A contemporary, African-born artist who currently lives and works in NYC, she attained her MFA in painting in Nice, France. Amer is known primarily for her painted and textural thread art; thickly embroidered canvases that feature fragmented, erotic female imagery.

More recently, Ghada Amer has embraced ceramic sculpture with the same exuberant provocativeness and has explored her drawing, painting and sculptural skills. Her highly personal work is an expression of femininity and sexuality, dealing with gender issues in a direct manner.

Her abundant creativity expands to include print making, illustration, photography and performance art as well as site-specific gardens.

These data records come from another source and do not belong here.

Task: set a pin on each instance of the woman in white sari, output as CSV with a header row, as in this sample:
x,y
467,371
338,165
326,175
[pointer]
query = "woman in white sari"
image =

100 words of love'100 words of love', epoxy resin and acylic
ghada zeitz 2017Detail, Zeitz MOCCA, 2017


She often entwines text into her fabric and her sculptural pieces... in both English and Arabic, merging language with form. Her series of open, metal sculptures are reminiscent of the latticed wooden screens found in traditional Arabic architecture.... allowing one to see without being seen. 

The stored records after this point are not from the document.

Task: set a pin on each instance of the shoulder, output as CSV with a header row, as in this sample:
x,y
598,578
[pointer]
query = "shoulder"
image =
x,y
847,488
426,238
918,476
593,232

During her residency at Greenwich House, she turned her endeavors to producing work in clay. Firstly creating ceramic wall paintings using liquefied, color pigmented clay, then moving on to free standing, floor sculptured slabs that resemble her canvases stripped of their frames and fallen to the floor in folds... and finally abstracted, extruded squirts and moldings of colored text or free forms.

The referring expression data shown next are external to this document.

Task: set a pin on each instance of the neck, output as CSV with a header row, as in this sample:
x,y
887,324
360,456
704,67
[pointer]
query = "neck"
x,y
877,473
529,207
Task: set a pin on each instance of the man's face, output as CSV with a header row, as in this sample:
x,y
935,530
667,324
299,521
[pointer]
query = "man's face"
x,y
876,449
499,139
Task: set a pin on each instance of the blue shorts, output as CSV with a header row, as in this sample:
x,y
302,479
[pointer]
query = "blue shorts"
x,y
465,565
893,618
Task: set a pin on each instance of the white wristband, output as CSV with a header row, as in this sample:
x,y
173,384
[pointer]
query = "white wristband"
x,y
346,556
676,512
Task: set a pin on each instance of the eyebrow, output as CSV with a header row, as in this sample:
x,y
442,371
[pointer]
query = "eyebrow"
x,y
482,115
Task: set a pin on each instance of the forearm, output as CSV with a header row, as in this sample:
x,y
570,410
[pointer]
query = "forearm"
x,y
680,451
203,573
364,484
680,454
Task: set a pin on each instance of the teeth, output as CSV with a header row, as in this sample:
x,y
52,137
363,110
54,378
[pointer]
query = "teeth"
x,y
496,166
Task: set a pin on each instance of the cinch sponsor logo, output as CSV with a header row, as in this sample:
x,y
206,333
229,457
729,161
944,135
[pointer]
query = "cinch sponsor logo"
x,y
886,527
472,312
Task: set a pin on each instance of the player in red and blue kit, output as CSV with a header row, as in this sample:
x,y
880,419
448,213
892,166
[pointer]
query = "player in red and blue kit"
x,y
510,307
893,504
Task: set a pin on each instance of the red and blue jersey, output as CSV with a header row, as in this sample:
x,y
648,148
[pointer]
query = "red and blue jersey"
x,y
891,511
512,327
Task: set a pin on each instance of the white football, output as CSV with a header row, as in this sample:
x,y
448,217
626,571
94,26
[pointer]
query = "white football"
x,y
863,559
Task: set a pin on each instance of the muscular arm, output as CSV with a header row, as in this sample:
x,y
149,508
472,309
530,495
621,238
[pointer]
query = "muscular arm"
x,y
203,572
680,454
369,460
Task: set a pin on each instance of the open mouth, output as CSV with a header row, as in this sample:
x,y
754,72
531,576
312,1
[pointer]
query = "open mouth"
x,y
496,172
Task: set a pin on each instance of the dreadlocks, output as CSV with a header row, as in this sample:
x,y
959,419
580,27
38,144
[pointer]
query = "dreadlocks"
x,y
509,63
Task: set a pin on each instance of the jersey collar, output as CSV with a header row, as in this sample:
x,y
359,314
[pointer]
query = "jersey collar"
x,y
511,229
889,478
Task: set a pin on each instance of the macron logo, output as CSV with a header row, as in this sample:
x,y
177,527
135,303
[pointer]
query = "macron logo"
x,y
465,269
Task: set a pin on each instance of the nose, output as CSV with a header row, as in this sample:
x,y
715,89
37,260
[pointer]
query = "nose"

Amer sometimes works in collaboration with an Iranian artist, Reza Farkhondeh. In 2009 they embarked on a new form of printmaking using silkscreens and dyestuffs with solvents to create a bleeding look, an obvious contrast to the normal hard edges of silkscreen printing.

Their collection Love is a Difficult Blue looked to women and nature for inspiration.

Amer has exhibited at the Venice, Sydney and Whitney Biennales, had solo shows in New York, Montreal and Rome and her work is collected by many prestigious, world-wide private collectors and public institutions as far afield as Paris, Korea, South Africa, Israel and Abu Dhabi.